Conséquence de tout cela : la question de l'amiante est reposée de manière spectaculaire en Inde, pièce maîtresse dans la stratégie du lobby international et le mouvement mondial pour l'interdiction de l'amiante repart de plus belle.

Rien n'est gagné cependant. En septembre 2006, une nouvelle réunion pour la mise à jour de la liste PIC dans le cadre de la Convention de Rotterdam ne permet pas de faire sauter le verrou canadien, russe et chinois qui bloque l'inscription du chrysotile sur cette liste. Rendez-vous pour la prochaine mise à jour… En Asie, le débat continue à faire rage, les conférences organisées étant l'occasion de faire connaître notre point de vue, comme à celle qui se tient à Bangkok en Thaïlande en juillet 2006 et à laquelle participe Laurie Kazan Allen pour IBAS.

Le combat continue ….

La bataille pour l'interdiction mondiale de l'amiante lancée au Séminaire de São Paulo en 1994 est loin d'être terminée. Dans un premier temps, l'industrie a tenté d'empêcher l'interdiction en France. Elle a perdu. Puis elle a essayé de contenir cette interdiction au seul territoire français. Sans succès. Elle mène maintenant des batailles à retardement pour conserver notamment les marchés d'Afrique, d'Asie et d'Amérique Latine.

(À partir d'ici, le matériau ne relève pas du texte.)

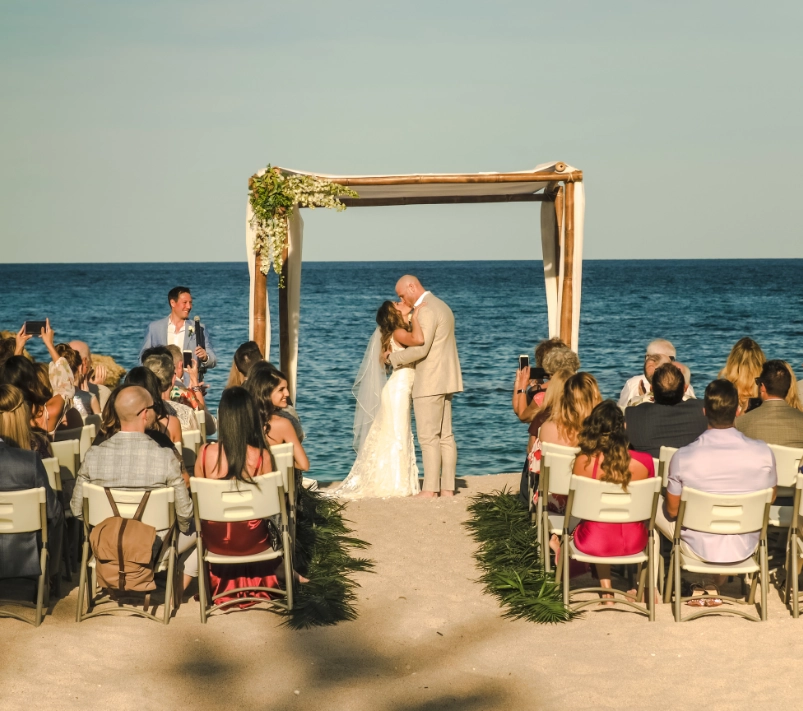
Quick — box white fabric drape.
[245,200,270,360]
[282,205,304,405]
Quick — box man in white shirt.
[619,338,695,409]
[140,286,217,370]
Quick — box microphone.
[195,316,206,349]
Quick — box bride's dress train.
[331,340,419,499]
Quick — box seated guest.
[719,338,767,415]
[573,404,656,597]
[0,385,64,578]
[619,338,695,410]
[226,341,265,388]
[655,379,778,585]
[56,343,100,417]
[123,365,181,442]
[539,373,602,524]
[68,341,112,410]
[736,360,803,447]
[625,363,708,458]
[245,362,309,472]
[143,353,199,431]
[70,386,198,588]
[195,387,292,607]
[513,338,580,422]
[167,343,217,436]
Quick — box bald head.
[114,385,153,432]
[396,274,426,307]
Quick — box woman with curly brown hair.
[573,400,655,597]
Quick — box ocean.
[0,259,803,481]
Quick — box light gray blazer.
[390,293,463,398]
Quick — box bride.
[332,301,424,499]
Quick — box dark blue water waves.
[0,260,803,479]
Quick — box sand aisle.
[0,475,803,711]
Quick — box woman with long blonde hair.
[719,337,767,414]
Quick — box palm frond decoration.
[465,488,578,624]
[285,487,374,629]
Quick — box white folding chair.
[784,472,803,619]
[535,442,580,572]
[555,475,661,622]
[655,447,678,491]
[664,487,772,622]
[270,442,298,545]
[75,484,180,624]
[190,472,294,624]
[0,487,50,627]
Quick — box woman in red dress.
[195,387,281,607]
[573,400,655,597]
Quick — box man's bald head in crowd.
[114,385,154,432]
[396,274,426,306]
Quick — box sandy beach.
[0,475,803,711]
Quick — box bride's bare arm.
[393,304,424,348]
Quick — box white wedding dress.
[332,339,419,499]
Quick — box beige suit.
[390,293,463,491]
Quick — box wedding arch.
[245,162,585,398]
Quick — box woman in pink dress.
[573,400,655,597]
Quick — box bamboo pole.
[560,183,574,346]
[279,247,290,373]
[254,253,268,358]
[341,193,554,207]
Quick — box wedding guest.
[719,338,767,415]
[226,341,265,388]
[655,378,778,585]
[70,386,198,588]
[540,372,602,528]
[143,352,200,432]
[123,365,181,443]
[624,363,708,458]
[56,343,100,417]
[0,385,64,578]
[619,338,695,410]
[68,341,112,410]
[245,362,309,472]
[513,338,568,422]
[167,343,217,436]
[572,404,652,598]
[736,360,803,447]
[195,387,288,607]
[140,286,217,369]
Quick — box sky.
[0,0,803,262]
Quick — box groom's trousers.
[413,395,457,491]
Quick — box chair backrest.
[680,486,772,534]
[541,442,580,496]
[569,474,661,523]
[195,410,206,444]
[53,424,97,462]
[270,442,295,493]
[770,444,803,488]
[181,430,201,454]
[42,457,61,491]
[83,484,176,531]
[0,486,47,533]
[50,439,81,477]
[190,472,284,521]
[656,447,678,489]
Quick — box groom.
[390,275,463,498]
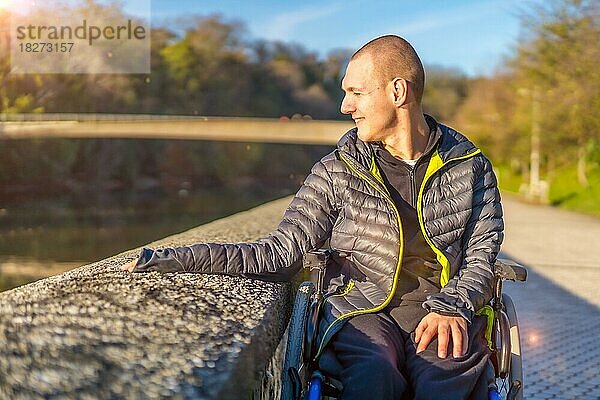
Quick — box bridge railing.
[0,198,291,399]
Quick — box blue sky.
[143,0,536,76]
[8,0,542,76]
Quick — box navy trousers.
[329,312,490,400]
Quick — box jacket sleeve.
[423,156,504,322]
[134,161,337,281]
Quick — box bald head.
[350,35,425,103]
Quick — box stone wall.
[0,198,291,399]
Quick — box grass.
[549,162,600,216]
[496,165,600,216]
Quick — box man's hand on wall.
[415,312,469,358]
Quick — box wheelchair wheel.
[496,293,523,400]
[281,282,315,400]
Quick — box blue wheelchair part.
[281,253,527,400]
[488,389,502,400]
[306,371,324,400]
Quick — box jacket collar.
[337,114,477,168]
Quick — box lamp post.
[518,86,548,203]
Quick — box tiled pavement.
[503,198,600,400]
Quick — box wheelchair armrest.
[302,249,332,270]
[494,258,527,282]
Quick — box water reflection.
[0,184,289,291]
[0,139,331,290]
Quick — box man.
[125,35,503,399]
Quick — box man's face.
[340,55,398,141]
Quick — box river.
[0,139,330,291]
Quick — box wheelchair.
[281,249,527,400]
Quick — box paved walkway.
[502,196,600,400]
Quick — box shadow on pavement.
[500,252,600,400]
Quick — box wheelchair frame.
[281,249,527,400]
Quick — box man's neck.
[383,110,430,160]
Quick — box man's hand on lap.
[415,312,469,358]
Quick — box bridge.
[0,115,600,400]
[0,114,354,144]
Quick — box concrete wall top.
[0,198,290,399]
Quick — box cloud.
[262,2,344,41]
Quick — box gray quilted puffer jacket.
[135,120,504,354]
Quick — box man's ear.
[392,78,408,107]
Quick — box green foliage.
[549,164,600,215]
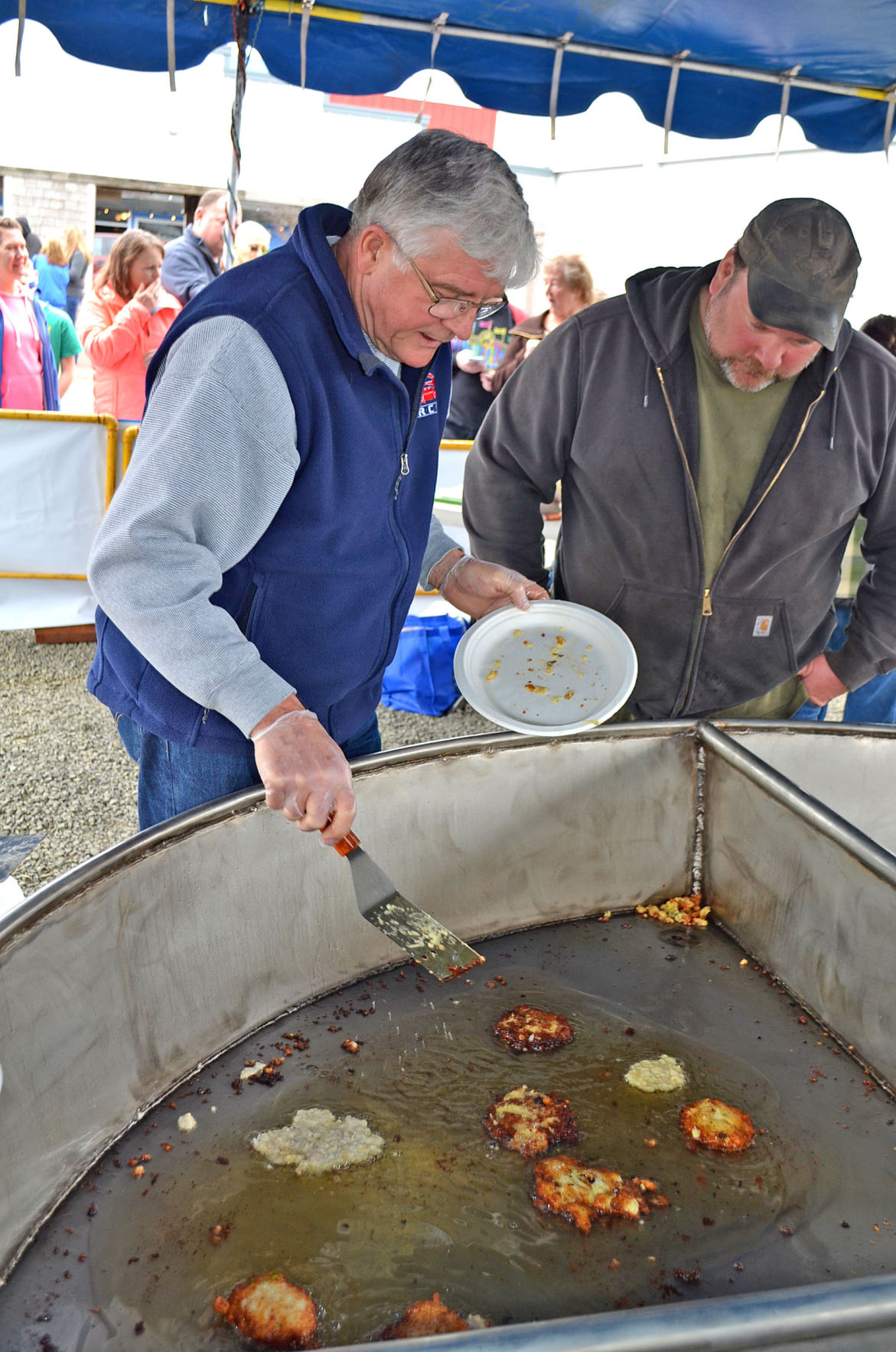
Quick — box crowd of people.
[0,130,896,842]
[0,188,270,423]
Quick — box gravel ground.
[0,630,499,894]
[0,630,843,894]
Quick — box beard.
[707,351,783,395]
[702,304,783,395]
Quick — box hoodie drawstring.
[829,367,841,450]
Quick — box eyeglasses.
[389,227,507,319]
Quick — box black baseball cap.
[738,197,862,351]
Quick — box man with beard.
[464,197,896,719]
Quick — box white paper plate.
[454,601,638,737]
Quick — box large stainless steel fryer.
[0,725,896,1352]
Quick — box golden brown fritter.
[533,1155,669,1234]
[494,1005,573,1052]
[215,1272,318,1349]
[484,1084,578,1158]
[380,1291,488,1340]
[679,1100,755,1153]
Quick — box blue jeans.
[116,714,383,832]
[792,601,896,723]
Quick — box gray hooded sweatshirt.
[464,264,896,719]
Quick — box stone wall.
[3,169,96,247]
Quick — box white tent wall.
[546,109,896,327]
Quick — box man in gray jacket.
[464,199,896,719]
[162,188,227,305]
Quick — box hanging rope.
[165,0,177,93]
[298,0,315,90]
[662,47,691,155]
[224,0,265,264]
[16,0,26,76]
[774,67,803,160]
[547,32,573,141]
[413,9,448,125]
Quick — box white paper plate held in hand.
[454,601,638,737]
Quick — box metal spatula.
[334,832,485,982]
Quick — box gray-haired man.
[464,199,896,718]
[88,131,545,842]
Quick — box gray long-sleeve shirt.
[88,316,457,735]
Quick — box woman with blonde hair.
[64,226,92,323]
[34,235,69,310]
[483,254,607,393]
[233,220,270,268]
[80,230,181,422]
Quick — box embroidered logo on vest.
[416,372,439,418]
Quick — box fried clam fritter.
[380,1291,489,1341]
[624,1052,688,1094]
[494,1005,573,1052]
[679,1100,755,1153]
[484,1084,578,1158]
[533,1155,669,1234]
[215,1272,318,1349]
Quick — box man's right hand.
[250,695,357,845]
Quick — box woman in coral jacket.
[78,230,181,422]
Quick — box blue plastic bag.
[383,615,468,714]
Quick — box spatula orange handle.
[332,832,361,856]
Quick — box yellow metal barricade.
[121,427,141,481]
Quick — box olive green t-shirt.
[691,296,806,718]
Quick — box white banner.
[0,418,107,629]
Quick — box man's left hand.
[430,549,549,619]
[796,653,847,705]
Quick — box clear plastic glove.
[796,653,847,705]
[252,709,357,845]
[430,554,549,619]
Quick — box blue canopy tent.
[0,0,896,151]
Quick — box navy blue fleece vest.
[88,206,450,751]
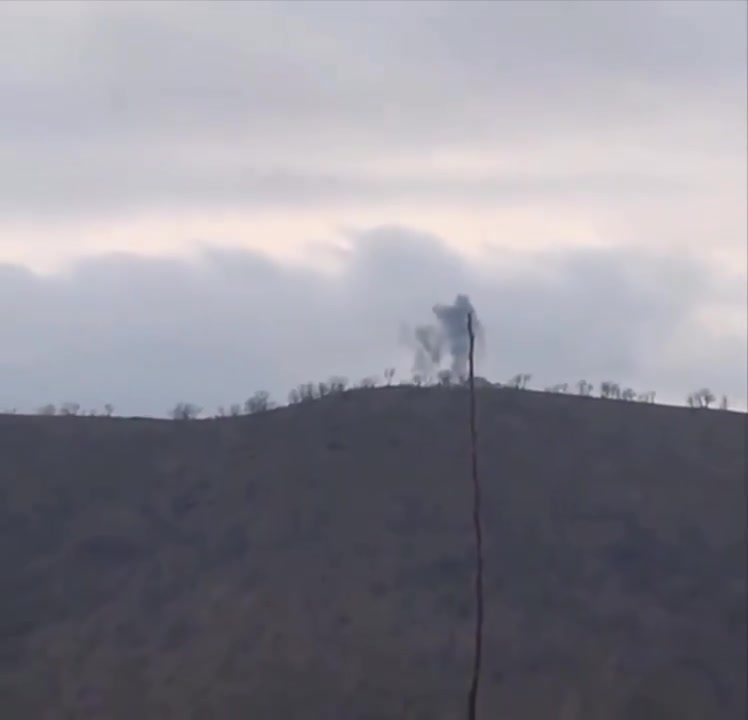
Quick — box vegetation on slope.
[0,387,746,720]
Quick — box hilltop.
[0,387,746,720]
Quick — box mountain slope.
[0,388,746,720]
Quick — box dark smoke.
[413,295,483,380]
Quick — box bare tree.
[600,380,621,400]
[688,388,715,408]
[244,390,272,415]
[327,375,348,393]
[171,403,203,420]
[506,375,522,390]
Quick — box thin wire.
[467,313,483,720]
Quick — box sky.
[0,0,748,416]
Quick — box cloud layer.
[0,227,746,415]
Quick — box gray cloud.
[0,227,746,415]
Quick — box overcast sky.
[0,0,748,415]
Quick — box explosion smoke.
[413,294,483,380]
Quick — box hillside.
[0,387,746,720]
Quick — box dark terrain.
[0,387,746,720]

Ces pressions prennent différentes formes mais s'inscrivent toutes dans une stratégie de double-standard, dont l'affaire du Clemenceau est la dernière illustration.

Le Canada reste en pointe, avec son Institut du Chrysotile, pour défendre ce qu'il considère comme une industrie d'intérêt stratégique national, ce qui donne lieu à des manifestations de " patriotisme économique " où tous ceux qui dénoncent les dangers de l'amiante sont présentés comme des agents manipulés par des industries concurrentes (fabriquant des produits de substitution), " étrangères " de surcroît, visant à faire du tort à " l'intérêt national ". Le son de cloche est le même au Brésil où, par ailleurs, on assiste au développement d'une stratégie des multinationales consistant à se retirer - partiellement ! - en laissant aux opérateurs nationaux la gestion des sites pollués et la confrontation avec le problème des indemnisations à verser aux victimes.

Face à ces manœuvres destinées à retarder de quelques décennies supplémentaires une interdiction mondiale de l'amiante, un mouvement social sans précédent prend de l'ampleur. Il y a urgence : l'Organisation Mondiale du Travail (OIT) estime que le nombre de morts au travail causées par l'amiante s'élève à plus de 100 000 morts par an et le Docteur Jukka Takala de l'OIT affirme que cette évaluation pourrait être sous-estimée de 40%…. En 2006, lors de la 95e Assemblée générale, pour la première fois, l'OIT s'est prononcée pour la fin de l'usage de toutes les variétés d'amiante.